Murphy was still squeezing himself out of the car. “Hey, Murphy,” I said, walking toward him.
He forced his left knee out of the car and stepped down off the running board. “Gaddamn midget cars,” he muttered. When he noticed me, he said, “Anderson. And just when me pocketbook was getting a mite thin. Whattaya want?”
“I need to see Adamo. Ten minutes, that’s all I ask.”
“He ain’t here. He’s down at the First.”
Police headquarters downtown, where I had spent many long months. “Fine. But I need you to grease the wheels for me. Make a phone call.”
He scratched his chin while he thought. “Twenty bucks.”
“Fine.” I knew it wouldn’t be free. I pulled a twenty from my wallet and handed it to him.
“Wait here.” He waddled inside the building and returned about five minutes later. “See O’Toole at the desk. Ten bucks to him.”
“Great. Thanks.”
Murphy gave me a dismissive wave and walked back into the station. I took a streetcar to Campus Martius, the park at the point from which Woodward, Michigan, Gratiot, and a number of other major streets radiate out like spokes on a wheel. From there I hoofed it a couple of blocks to police headquarters. O’Toole, a thick man with gray hair and dark eyes, forced me to pay him twenty dollars, but finally walked me into the jail and down a pair of long corridors lined with crowded cells. At the end of the second one, Adamo sat on his cot, writing on a notepad.
An image of Wesley popped into my head. This man in front of me, this son of a bitch, was involved in Wesley’s murder. My vision went dark, and I felt the heat in my face. I wondered if I could even get the words out of my mouth.
Adamo had dressed down to his role as a poverty-stricken truck driver. He wore a white shirt with a short red tie and pair of gray wool trousers held up by suspenders. His vanity hadn’t allowed him to let his grooming go, however. His jet-black hair and waxed mustaches were carefully combed into place.
“Five minutes,” O’Toole said, and walked back down the corridor.
Adamo looked up from his pad and gave me a quizzical look. “Mr. Anderson. What brings you out on this fine morning?”
I pushed down my revulsion and said as neutrally as I could, “I think we can help each other.”
He set the pad on the cot, rose, and met me by the bars.
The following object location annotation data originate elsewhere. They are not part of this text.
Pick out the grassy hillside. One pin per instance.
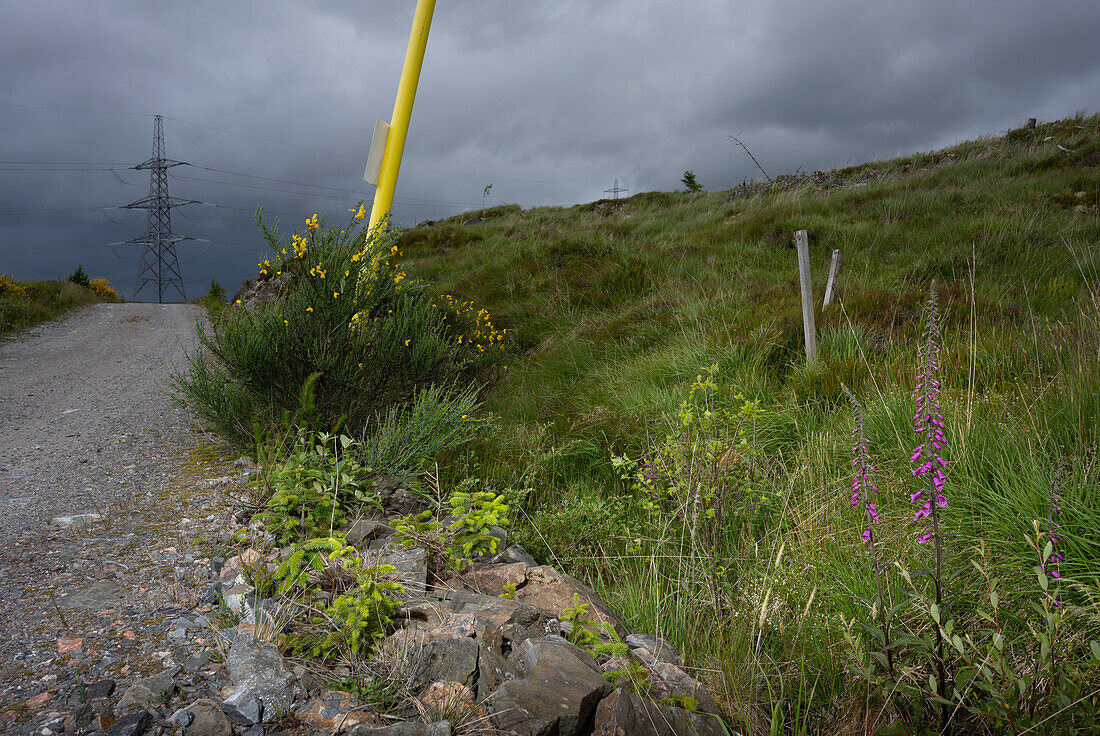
(614, 308)
(26, 304)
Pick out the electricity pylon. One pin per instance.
(158, 262)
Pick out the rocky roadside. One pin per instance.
(482, 652)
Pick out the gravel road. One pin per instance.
(77, 398)
(86, 427)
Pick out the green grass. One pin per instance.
(43, 301)
(612, 308)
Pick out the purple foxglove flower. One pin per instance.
(928, 425)
(1054, 511)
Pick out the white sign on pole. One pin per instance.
(373, 171)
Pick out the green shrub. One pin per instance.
(347, 314)
(469, 535)
(79, 277)
(314, 485)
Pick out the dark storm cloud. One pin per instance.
(549, 101)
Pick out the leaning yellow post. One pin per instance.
(403, 110)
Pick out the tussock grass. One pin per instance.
(26, 304)
(613, 308)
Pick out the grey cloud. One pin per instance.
(550, 101)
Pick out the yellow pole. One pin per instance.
(403, 110)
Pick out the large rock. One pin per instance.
(556, 698)
(363, 533)
(625, 714)
(411, 566)
(491, 579)
(493, 670)
(257, 293)
(149, 693)
(257, 670)
(451, 660)
(498, 623)
(333, 711)
(655, 648)
(552, 591)
(132, 724)
(671, 681)
(204, 717)
(516, 553)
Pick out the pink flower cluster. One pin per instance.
(1054, 528)
(861, 484)
(928, 424)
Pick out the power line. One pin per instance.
(58, 210)
(415, 201)
(70, 163)
(53, 168)
(158, 262)
(306, 147)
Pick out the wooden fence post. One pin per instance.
(802, 242)
(834, 268)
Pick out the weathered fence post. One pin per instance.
(802, 242)
(834, 268)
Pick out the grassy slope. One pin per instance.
(614, 307)
(44, 300)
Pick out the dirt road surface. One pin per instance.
(86, 427)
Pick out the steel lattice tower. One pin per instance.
(158, 262)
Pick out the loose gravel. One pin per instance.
(86, 428)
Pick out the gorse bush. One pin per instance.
(347, 314)
(102, 288)
(12, 288)
(79, 277)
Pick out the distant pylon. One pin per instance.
(615, 190)
(158, 262)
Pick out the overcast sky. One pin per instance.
(548, 100)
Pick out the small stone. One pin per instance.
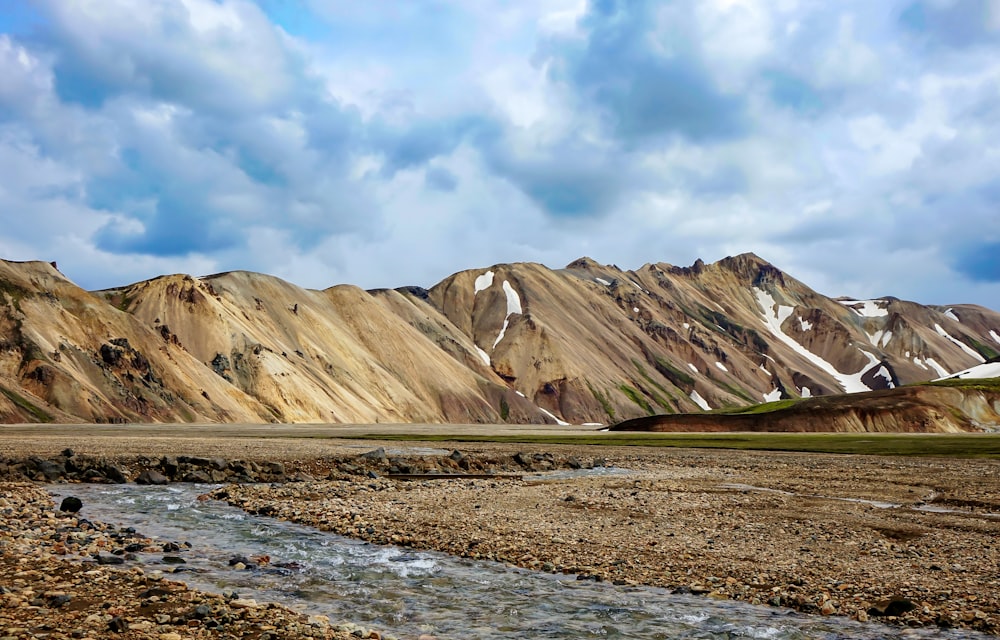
(71, 504)
(118, 625)
(151, 477)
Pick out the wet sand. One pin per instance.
(812, 531)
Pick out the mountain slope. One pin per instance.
(589, 343)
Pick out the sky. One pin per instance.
(855, 145)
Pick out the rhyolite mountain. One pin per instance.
(585, 344)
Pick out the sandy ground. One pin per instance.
(848, 535)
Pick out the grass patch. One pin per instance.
(37, 413)
(973, 384)
(885, 444)
(635, 397)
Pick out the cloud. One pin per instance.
(853, 144)
(636, 66)
(981, 262)
(954, 23)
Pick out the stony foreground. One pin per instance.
(47, 592)
(781, 529)
(771, 528)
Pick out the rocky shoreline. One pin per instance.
(62, 577)
(907, 542)
(904, 541)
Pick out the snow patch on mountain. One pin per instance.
(484, 282)
(701, 402)
(558, 421)
(869, 308)
(941, 371)
(880, 338)
(774, 316)
(964, 347)
(513, 306)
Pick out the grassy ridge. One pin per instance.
(888, 444)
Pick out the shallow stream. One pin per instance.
(408, 593)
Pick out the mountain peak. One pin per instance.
(583, 263)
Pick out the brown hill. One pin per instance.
(952, 408)
(589, 343)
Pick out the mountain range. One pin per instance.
(587, 344)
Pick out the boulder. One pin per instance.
(71, 504)
(151, 477)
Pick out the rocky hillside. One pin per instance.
(929, 408)
(586, 344)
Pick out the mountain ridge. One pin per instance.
(518, 342)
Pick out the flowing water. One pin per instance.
(407, 593)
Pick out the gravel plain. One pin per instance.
(909, 541)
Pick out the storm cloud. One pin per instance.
(853, 144)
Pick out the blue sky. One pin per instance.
(854, 144)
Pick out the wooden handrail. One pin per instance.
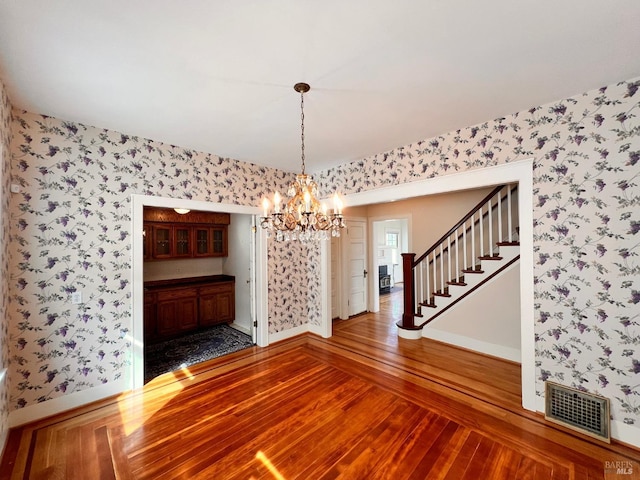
(457, 225)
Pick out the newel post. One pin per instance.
(409, 291)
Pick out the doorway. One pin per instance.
(520, 172)
(258, 287)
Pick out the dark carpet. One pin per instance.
(190, 349)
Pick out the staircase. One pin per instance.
(474, 251)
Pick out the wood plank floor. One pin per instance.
(363, 404)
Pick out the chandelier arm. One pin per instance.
(302, 217)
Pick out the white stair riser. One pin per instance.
(488, 267)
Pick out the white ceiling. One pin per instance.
(218, 76)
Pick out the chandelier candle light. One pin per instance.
(302, 217)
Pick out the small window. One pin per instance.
(392, 239)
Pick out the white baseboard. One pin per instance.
(241, 328)
(629, 434)
(318, 330)
(487, 348)
(3, 441)
(285, 334)
(67, 402)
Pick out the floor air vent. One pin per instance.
(584, 412)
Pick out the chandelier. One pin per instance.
(302, 217)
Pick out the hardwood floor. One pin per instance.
(363, 404)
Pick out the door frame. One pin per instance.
(345, 274)
(136, 371)
(520, 172)
(375, 224)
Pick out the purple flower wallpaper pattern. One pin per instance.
(5, 179)
(70, 228)
(71, 231)
(586, 222)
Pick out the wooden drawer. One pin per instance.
(175, 293)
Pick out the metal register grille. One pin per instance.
(580, 411)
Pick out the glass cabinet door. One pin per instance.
(218, 241)
(161, 241)
(183, 241)
(203, 241)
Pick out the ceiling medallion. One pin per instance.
(302, 217)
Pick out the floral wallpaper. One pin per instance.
(5, 178)
(70, 230)
(586, 152)
(286, 274)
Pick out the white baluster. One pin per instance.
(426, 293)
(509, 224)
(457, 255)
(473, 241)
(500, 216)
(449, 255)
(434, 288)
(490, 227)
(481, 239)
(441, 269)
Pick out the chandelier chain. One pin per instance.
(302, 217)
(302, 127)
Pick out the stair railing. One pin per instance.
(458, 252)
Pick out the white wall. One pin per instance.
(182, 268)
(238, 264)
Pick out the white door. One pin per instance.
(335, 277)
(357, 233)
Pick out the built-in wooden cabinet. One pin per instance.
(170, 235)
(217, 304)
(172, 307)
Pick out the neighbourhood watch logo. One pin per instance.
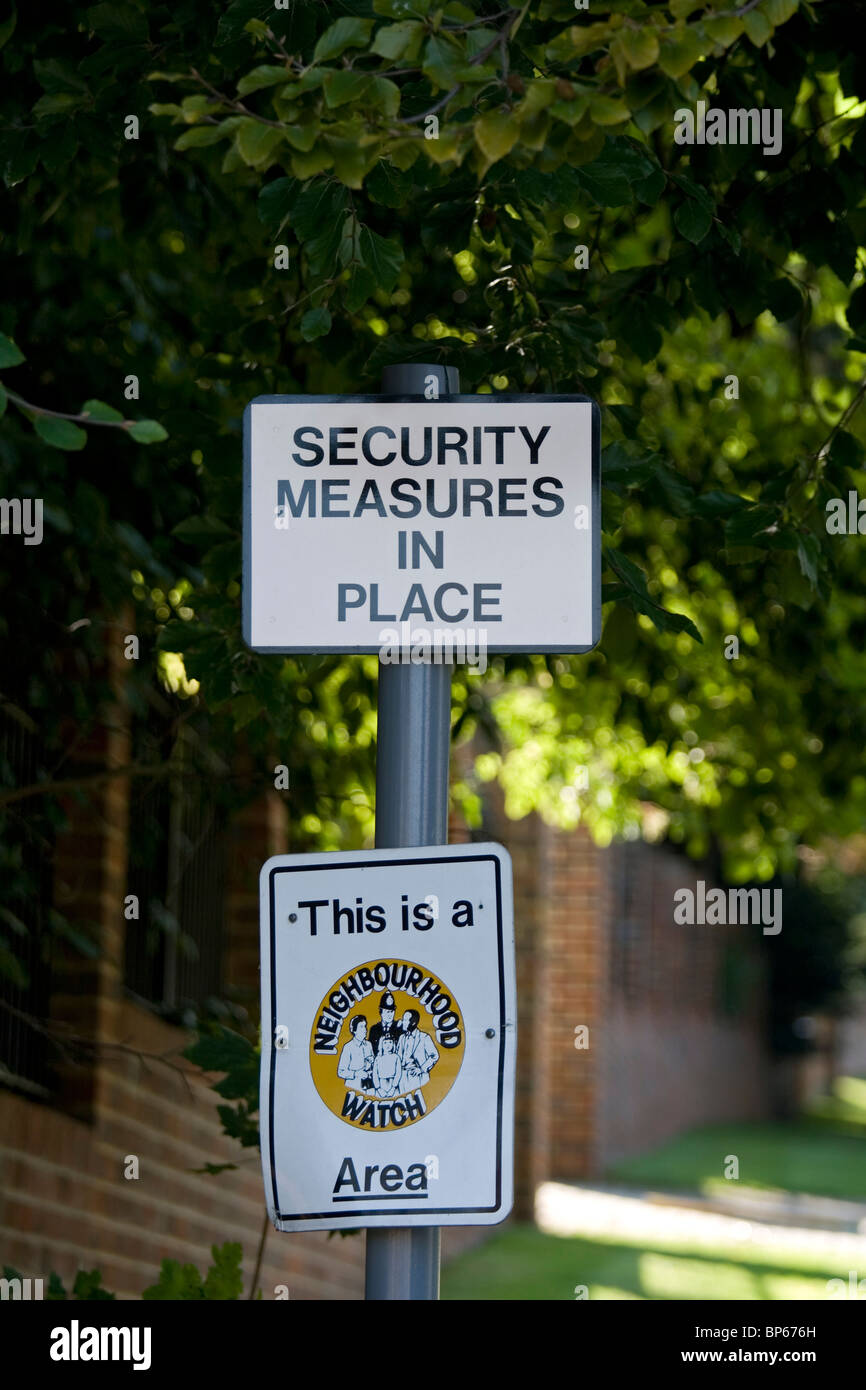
(734, 127)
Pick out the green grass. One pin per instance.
(823, 1154)
(524, 1264)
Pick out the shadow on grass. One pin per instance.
(526, 1264)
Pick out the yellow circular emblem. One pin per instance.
(387, 1044)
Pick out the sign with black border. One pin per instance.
(388, 1037)
(376, 523)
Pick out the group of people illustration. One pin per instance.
(396, 1058)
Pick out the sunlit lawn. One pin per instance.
(823, 1154)
(526, 1264)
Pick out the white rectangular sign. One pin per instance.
(380, 521)
(388, 1037)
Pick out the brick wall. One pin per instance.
(674, 1014)
(597, 947)
(66, 1203)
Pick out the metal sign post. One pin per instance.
(413, 754)
(488, 470)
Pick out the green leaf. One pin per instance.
(724, 28)
(382, 257)
(57, 103)
(606, 185)
(341, 86)
(608, 110)
(352, 160)
(256, 142)
(60, 434)
(640, 46)
(99, 410)
(360, 287)
(202, 135)
(275, 202)
(202, 530)
(88, 1286)
(809, 556)
(399, 41)
(779, 11)
(847, 451)
(385, 96)
(148, 431)
(717, 505)
(224, 1280)
(754, 526)
(180, 1283)
(679, 52)
(641, 601)
(118, 22)
(758, 27)
(495, 134)
(7, 28)
(316, 323)
(264, 75)
(444, 60)
(345, 34)
(692, 220)
(10, 353)
(855, 314)
(221, 1051)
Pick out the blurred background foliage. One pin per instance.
(303, 127)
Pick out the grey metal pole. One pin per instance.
(410, 809)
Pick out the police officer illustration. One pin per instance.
(387, 1027)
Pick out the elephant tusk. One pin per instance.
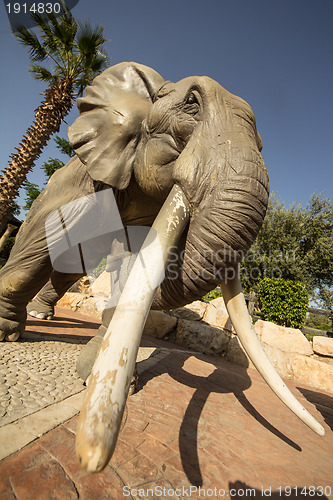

An amused expression on his face, he said, “And just how are we going to do that?”
“You want the Gianolla brothers dead,” I whispered. “So do I.”
He chuckled. “So you owe them for providing you with a patsy. And you don’t want to pay.”
“What—Esposito?”
He just raised his eyebrows.
“I didn’t ask them for anything. And I didn’t kill your man.”
“Please, do not lie to me. I am where you want me to be. Isn’t that enough?”
“But Esposito confessed. Why would he confess if he didn’t do it?”
“No.” The word was short, clipped. “It wasn’t him.”
“How do you know that?”
“My hands reach into the state prison. I have been assured Esposito was not the killer.”
“Well, it wasn’t me.”
He returned to the cot and picked up his notepad. After a moment, he met my gaze again. “I know you were at Carlo’s that night. I know you hold me responsible for the death of your friend. I know you would like nothing better than for me and my men to rot in your miserable prisons. Why would I not also believe that you killed Carlo? Prove to me otherwise, and perhaps I could take you seriously.”
“How am I supposed to prove I didn’t do something?”
He chuckled again. “By proving someone else did.”
I tried to persuade him for another couple of minutes to no avail. His position was solid: Prove someone else killed Moretti, and perhaps he’d listen to me.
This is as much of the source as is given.